Critique Chronos Ruler 1

La malédiction de Benjamin Button


Attention cette critique contient de gros spoilers (mais c'est pour vous donner envie ;) Rajeunir, ce serait chouette. Mais rajeunir jusqu’à redevenir un fœtus et retourner au néant peut-être pas. C’est ainsi que dans le monde fantastique de Chronos Ruler de l’auteur taiwanais Ponjea (ou Jea PON), les démons appelés des Horas volent le temps des êtres humains. Et c’est la jeune Xiaoxue qui en fait les frais pour la démonstration. En effet, par sa faute, son grand frère est mort en la sauvant d’un accident de voiture. C’est alors qu’une légende mystérieuse court en ville : si on fait un vœu à minuit au pied du clocher un soir de pleine lune, il serait possible de remonter le temps. Accablée de regrets, Xiaoxue attire donc un Horas qui veut profiter d’elle pour passer un pacte et lui aspirer son temps jusqu’à ce qu’elle retourne au néant. En somme, une espèce de malédiction à la Benjamin Button mais en beaucoup plus rapide et encore moins cool.

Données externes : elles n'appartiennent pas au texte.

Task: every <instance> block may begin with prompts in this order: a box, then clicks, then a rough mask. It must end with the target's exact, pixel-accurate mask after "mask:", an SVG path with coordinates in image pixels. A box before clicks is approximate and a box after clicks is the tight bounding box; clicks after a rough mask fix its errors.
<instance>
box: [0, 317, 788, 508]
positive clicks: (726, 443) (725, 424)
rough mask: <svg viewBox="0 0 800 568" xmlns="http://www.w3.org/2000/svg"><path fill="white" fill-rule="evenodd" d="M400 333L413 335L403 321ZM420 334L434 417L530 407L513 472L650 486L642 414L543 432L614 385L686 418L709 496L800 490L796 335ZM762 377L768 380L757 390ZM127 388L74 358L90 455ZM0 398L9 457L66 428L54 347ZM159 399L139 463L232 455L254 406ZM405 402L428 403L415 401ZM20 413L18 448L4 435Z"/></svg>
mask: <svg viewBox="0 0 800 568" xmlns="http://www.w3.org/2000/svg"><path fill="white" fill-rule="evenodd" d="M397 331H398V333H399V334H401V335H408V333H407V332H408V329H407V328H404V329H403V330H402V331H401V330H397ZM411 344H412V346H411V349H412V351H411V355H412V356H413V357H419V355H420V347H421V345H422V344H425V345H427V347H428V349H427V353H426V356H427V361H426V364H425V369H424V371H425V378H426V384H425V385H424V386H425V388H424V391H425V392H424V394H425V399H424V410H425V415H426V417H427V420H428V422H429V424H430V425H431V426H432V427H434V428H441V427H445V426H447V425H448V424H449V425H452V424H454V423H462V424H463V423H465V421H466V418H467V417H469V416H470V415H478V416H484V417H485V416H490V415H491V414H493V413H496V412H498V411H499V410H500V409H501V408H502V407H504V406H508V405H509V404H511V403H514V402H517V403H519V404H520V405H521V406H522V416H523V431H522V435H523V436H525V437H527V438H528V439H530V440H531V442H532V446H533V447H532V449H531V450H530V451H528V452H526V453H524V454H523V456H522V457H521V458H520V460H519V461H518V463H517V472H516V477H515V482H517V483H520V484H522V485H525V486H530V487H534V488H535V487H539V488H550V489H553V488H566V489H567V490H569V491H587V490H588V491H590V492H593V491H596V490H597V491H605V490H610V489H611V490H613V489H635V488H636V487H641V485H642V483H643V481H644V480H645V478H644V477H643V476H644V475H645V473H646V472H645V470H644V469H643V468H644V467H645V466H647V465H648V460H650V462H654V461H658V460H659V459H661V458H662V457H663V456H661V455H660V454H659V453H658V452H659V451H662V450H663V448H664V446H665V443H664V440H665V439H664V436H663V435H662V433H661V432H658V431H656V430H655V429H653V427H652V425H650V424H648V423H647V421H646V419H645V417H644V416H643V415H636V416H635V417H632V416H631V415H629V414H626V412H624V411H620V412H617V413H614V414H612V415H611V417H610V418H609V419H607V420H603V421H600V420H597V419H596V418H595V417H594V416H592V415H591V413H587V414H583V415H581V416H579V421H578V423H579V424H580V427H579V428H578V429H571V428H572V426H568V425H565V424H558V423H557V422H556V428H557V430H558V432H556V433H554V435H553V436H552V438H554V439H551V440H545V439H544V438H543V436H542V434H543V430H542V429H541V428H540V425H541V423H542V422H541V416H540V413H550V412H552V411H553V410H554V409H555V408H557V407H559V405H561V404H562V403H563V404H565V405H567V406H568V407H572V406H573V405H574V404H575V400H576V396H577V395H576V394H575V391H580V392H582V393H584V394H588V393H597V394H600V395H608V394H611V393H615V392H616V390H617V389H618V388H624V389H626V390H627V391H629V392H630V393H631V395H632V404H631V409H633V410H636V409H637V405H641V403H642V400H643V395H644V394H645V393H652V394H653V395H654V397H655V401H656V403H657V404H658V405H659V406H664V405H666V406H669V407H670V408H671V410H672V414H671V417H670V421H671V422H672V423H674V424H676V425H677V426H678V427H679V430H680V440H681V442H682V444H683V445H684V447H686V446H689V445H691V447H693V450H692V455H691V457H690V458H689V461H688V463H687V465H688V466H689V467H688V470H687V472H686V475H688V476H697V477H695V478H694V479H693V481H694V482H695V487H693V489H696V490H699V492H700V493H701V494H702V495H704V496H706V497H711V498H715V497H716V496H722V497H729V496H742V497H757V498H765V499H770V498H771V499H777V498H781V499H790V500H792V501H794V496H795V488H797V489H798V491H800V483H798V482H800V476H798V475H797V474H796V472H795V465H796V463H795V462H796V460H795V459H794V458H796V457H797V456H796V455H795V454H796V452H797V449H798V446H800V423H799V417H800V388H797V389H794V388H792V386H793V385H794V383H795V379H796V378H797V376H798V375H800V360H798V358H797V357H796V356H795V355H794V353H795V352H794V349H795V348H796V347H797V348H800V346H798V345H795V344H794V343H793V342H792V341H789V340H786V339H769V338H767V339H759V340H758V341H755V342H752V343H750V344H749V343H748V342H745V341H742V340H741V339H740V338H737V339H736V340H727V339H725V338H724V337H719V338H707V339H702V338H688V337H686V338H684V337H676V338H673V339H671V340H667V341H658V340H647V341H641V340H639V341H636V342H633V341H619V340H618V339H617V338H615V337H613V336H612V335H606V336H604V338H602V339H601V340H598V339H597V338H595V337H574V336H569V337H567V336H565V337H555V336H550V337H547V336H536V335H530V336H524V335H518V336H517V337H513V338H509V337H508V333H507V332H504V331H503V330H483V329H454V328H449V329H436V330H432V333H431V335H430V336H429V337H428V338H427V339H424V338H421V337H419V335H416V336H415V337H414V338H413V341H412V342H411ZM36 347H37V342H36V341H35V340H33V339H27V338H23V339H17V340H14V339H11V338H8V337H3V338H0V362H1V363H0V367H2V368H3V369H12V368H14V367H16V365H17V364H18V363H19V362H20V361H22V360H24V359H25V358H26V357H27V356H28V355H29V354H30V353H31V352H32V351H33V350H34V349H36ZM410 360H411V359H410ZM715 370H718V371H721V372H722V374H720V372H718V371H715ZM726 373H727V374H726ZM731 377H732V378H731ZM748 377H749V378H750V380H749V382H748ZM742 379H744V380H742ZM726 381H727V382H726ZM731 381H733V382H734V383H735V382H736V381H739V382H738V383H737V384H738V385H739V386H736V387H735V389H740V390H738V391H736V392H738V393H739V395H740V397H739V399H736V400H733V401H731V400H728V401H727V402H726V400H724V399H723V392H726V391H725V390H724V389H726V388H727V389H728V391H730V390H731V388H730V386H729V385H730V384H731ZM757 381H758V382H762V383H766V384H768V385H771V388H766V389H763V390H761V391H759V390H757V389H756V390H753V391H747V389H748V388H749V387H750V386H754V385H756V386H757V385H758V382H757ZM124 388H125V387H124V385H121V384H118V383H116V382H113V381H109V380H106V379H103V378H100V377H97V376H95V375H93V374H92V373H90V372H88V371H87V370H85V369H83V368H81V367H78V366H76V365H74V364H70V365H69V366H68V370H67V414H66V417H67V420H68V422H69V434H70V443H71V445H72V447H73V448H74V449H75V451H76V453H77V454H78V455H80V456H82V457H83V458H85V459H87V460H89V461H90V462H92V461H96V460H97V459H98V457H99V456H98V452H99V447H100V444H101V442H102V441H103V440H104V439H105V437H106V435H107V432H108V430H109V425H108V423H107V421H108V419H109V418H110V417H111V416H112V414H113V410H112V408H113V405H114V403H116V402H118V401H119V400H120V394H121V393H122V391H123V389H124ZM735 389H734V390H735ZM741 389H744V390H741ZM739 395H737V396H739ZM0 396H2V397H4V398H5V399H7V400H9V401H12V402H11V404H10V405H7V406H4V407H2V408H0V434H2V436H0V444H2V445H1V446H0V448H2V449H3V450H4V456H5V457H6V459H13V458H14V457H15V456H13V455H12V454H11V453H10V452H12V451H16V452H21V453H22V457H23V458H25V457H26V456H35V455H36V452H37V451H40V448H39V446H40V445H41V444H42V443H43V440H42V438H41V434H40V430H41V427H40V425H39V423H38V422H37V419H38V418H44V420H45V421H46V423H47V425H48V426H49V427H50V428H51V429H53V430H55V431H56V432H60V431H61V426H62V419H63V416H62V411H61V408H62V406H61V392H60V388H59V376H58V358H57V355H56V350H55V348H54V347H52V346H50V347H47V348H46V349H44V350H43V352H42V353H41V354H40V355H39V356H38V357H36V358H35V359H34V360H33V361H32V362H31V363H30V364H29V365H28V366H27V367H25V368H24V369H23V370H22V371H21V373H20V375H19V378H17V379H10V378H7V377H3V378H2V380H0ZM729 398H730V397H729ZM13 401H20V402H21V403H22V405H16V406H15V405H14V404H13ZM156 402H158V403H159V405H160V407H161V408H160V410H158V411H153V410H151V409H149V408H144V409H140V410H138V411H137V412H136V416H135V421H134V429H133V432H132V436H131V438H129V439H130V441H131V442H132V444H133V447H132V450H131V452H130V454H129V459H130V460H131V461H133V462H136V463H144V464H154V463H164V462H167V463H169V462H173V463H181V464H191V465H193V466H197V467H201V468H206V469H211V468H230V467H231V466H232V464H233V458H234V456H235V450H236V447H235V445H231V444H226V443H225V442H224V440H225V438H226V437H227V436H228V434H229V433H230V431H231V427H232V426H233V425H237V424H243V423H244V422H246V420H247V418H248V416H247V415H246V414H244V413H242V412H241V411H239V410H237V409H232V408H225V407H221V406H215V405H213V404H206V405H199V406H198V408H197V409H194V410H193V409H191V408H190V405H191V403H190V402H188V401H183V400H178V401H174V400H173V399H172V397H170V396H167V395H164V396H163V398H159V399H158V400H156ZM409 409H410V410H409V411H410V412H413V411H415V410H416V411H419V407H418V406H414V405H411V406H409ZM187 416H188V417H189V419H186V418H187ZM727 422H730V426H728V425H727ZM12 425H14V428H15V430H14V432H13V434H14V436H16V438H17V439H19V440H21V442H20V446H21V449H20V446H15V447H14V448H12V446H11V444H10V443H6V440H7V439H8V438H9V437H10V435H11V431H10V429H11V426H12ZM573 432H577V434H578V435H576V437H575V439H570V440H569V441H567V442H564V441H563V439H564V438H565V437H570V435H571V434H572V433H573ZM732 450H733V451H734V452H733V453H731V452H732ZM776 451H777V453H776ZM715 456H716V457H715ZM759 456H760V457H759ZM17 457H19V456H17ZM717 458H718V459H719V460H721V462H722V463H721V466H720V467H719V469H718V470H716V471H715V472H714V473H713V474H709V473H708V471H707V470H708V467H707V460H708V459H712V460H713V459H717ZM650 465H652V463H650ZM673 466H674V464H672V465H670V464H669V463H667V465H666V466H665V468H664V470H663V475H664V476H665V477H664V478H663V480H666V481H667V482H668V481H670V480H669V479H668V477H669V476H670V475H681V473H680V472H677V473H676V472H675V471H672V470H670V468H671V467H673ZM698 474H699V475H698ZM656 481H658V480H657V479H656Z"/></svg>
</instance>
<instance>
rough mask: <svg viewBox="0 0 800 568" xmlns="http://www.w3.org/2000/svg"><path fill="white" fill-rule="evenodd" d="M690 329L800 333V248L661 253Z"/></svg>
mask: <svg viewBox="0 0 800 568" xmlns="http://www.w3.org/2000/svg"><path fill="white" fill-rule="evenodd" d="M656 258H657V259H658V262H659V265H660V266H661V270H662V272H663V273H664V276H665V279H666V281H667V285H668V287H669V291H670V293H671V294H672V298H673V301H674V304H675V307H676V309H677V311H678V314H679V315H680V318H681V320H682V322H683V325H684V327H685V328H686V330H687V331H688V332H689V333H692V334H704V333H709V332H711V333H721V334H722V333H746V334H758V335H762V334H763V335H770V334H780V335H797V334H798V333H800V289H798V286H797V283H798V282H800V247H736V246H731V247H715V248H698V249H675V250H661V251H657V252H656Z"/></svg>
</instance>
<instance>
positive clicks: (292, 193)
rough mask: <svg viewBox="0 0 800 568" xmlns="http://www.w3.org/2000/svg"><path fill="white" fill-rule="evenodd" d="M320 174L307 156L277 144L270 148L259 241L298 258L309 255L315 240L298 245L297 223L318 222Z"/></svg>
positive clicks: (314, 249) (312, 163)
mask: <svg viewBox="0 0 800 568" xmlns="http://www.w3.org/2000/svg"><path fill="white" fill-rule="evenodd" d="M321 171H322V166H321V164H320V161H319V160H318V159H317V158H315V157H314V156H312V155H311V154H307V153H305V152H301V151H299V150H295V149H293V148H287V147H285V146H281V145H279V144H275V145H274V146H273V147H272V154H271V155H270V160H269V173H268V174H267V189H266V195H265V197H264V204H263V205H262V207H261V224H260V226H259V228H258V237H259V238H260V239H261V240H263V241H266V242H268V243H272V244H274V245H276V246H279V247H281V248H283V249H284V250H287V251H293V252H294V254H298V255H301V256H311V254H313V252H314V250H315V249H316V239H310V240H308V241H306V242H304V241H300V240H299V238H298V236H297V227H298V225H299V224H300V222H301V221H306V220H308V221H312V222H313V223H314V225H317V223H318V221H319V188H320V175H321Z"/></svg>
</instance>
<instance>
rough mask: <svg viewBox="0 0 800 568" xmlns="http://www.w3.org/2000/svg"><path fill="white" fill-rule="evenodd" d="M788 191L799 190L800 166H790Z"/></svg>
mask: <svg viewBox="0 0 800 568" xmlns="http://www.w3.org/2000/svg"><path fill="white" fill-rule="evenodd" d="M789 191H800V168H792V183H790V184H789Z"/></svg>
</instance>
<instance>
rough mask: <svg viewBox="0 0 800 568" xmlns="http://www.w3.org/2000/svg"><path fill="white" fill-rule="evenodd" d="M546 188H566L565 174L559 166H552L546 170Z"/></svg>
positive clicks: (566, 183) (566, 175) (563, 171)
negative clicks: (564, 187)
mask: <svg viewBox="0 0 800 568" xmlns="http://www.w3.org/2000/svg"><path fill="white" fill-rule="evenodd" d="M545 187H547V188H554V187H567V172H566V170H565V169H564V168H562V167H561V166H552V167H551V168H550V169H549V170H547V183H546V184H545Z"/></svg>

Elle est alors sauvée par le binôme particulier de Victor et Kiri. L’un est un ado de 15 ans plein d’énergie et plaisantin alors que l’autre, plus âgé, affiche un air bien plus sérieux derrière ses lunettes d’intello. Cependant, une chose les réunit : ils veulent détruire des Horas et leur arme contre eux est le temps. En effet, ils ont la capacité de manier le temps à l’aide de cartes pour Victor et d’un katana d’eau pour Kiri. Comme suspendre le temps était déjà un concept vu et re-vu, l’auteur Ponjea a voulu varier l’expérience en donnant le pouvoir à ses protagonistes de manier le temps avec des accélérations et ralentissements.


Le pitch de base m’a fait penser au film SF d’Andrew Niccol Time Out. Vous savez, le film avec Justin Timberlake et où la population entière a un corps de jeune et où l’argent a été remplacé en minute de vie. Or, il s’avère que ce film est une des références de l’auteur pour Chronos Ruler : il est parti de l’idée de faire un shonen puis en voyant Time Out, il a pensé utiliser le temps comme une arme. En effet, face aux terribles Horas se dressent les vaillants Chronos Ruler qui peuvent manier le temps pour les abattre.


Un père plus jeune que son fils (si si c'est possible)


C’est ainsi que Chronos Ruler a comme héros un binôme de Chronos Ruler, Victor et Kiri. Mais ils ont un but très précis : trouver le Horas qui a volé le temps de Victor, qui malgré son apparence d’ado de 15 ans a en réalité 39 ans ! De plus, et cela était vraiment inattendu, il s’avère que Victor est en réalité le père de Kiri ! Effectivement, lors d’un combat il y a 12 ans, Victor s’est fait mordre par un Horas ce qui l’a fait rajeunir. Sans son pouvoir de Chronos Ruler qui lui permet de ralentir la malédiction, il mangerait déjà les pissenlits par la racine (ou même pas en fait car il serait retourné au néant!). De plus, le rajeunissement est malheureusement accompagné d’amnésie : chaque jour qui passe, il rajeunit d’une journée et perd ses souvenirs. A 15 ans d’apparence, il ne conserve que ses souvenirs jusqu’à ses 15 ans. Il ne se souvient donc pas directement de tout ce qu’il a vécu avec la mère de Kiri, Kirisato, et comment il s’est occupé de Kiri après la mort de sa mère. La seule preuve est son journal qu’il conserve précieusement et où il inscrit ses souvenirs avant qu’ils ne s’effacent inexorablement.


Ce thème d’amnésie, un peu comme Alzheimer apporte une dimension assez tragique au manga. De plus, sont mis également en avant l’importance du temps, des souvenirs et des responsabilité en tant que père pour Victor. Les thèmes abordés sont donc de base assez lourds mais en vrai ils sont traités de manière légère. Car quand on parle de mort, d’amnésie, de relation père-fils, le manga devrait nous filer une envie de déprime mais ce n’est pas le cas…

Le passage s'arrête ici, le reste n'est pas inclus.